The impact of the Sone canal system was considered vital for the region. An 1875 report stated, "There can be little doubt that these canals have conferred upon Sháhábád an entire immunity from future famines." The canal, however, was also vulnerable to the river's power. It was breached during a "disastrous" flood in July 1876 and again during another major flood on September 5th, 1901, when its banks broke in several places. On the latter occasion, the floodwaters "poured into many parts of Arrah, destroying some of the small hamlets on its outskirts" and inundated large tracts of land." and inundated large tracts of land between the Son River and the railway line.

== Water management and modern context ==
As a main canal of the Sone Canal System, the management and water supply of the Arrah Canal have evolved significantly since its construction.

=== The satta system of water distribution ===
From its inception, water distribution was managed under the Bengal Irrigation Act of 1876 through a system of formal requests known as satta. Farmers submitted applications to receive a sanctioned water supply, which was then managed at the village level by an official called a sattadar. This system of management, which governed the Arrah Canal for nearly a century, was abandoned in 1974 due to growing demand and administrative challenges, before being reintroduced in a modified form in 1988.

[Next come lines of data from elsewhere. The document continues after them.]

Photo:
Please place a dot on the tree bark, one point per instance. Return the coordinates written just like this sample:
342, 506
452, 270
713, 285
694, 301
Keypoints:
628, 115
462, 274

=== Modern headworks and water sharing ===
The original headworks at the Dehri anicut, which first supplied the canal, was decommissioned in the 1960s. Today, the Arrah Canal receives its water from the modern Indrapuri Barrage, located 10 km upstream from the old site. The total volume of water available to the entire system, including the Arrah Canal, is now governed by the Bansagar Agreement of 1973, an inter-state agreement regulating water allocation from the Son River.

=== Performance and modern challenges ===
The Arrah Canal is now officially part of what is known as the Sone Low Level Canal System. As an aging, unlined channel, it faces significant problems. A 2021 technical study by researchers at NIT Patna specifically on the Arrah Canal found that its effective irrigation capacity had reduced from its original design of 161 m³/s to 119 m³/s.

The study measured the water loss due to seepage, finding that in some unlined sections, 2.2% to 8.35% of the canal's inflow was being lost. The research concluded by recommending that high-loss reaches be lined to improve water conveyance efficiency.